Since then, the FDA has confirmed that vulnerabilities in St. Jude devices could allow a computer hacker to remotely access a patient’s implanted device and cause rapid battery depletion or inappropriate shocks, though no such malicious attack has been documented. Last month, the FDA published a warning letter to Abbott alleging St. Jude’s cybersecurity failures rendered some heart devices “adulterated” under federal law. A security patch has already been rolled out.
On Friday, Abbott spokesman Scott Stoffel said Muddy Waters has failed to follow the “appropriate, well-established cybersecurity disclosure practices from the outset” of the controversy last year.

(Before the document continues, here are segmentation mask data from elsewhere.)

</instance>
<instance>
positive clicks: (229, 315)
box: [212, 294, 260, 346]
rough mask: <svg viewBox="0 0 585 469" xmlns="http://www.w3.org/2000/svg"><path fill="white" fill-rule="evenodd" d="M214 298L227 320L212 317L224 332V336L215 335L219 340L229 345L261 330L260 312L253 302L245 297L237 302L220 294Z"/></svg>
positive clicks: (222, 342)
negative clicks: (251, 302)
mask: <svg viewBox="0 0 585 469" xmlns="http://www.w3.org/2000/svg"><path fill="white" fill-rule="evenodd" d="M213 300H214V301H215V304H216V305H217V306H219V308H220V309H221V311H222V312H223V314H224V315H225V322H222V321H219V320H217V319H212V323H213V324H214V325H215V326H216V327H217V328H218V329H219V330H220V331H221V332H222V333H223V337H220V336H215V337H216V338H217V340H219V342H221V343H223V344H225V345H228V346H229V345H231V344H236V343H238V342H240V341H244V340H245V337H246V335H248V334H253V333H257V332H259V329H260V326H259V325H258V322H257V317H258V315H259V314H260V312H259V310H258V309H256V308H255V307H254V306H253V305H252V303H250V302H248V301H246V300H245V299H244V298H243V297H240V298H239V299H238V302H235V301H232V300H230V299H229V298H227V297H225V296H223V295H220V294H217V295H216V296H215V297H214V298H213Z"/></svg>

“We were simply proposing that they agree to follow those practices in the future,” Stoffel said, explaining the rationale behind the nondisclosure language in the settlement proposal that Muddy Waters tweeted out.
Stoffel also said Muddy Waters “intentionally omitted a portion of the communication which states that we do not seek to interfere with any inquiry from any government agency; rather, we simply requested advance notice, consistent with recognized standards for the responsible disclosure of potential cybersecurity issues.”
Same day as cyberattacks
Muddy Waters rejected that explanation and noted it was “particularly disturbing” to hear on a day when cyberattacks against hospitals in Europe and the United Kingdom were making major news around the world.
“Forbidding a whistleblower from talking to the government, unless the government asks for information, is wrong. It’s also wrong to require a whistleblower responding to a government request to first tell the company, which is what St. Jude and Abbott want,” a Muddy Waters spokesman wrote in an e-mail Friday.
The case is pending in U.S. District Court in Minneapolis, and a settlement conference in judge’s chambers is scheduled for June 28 if the case can’t be resolved before then.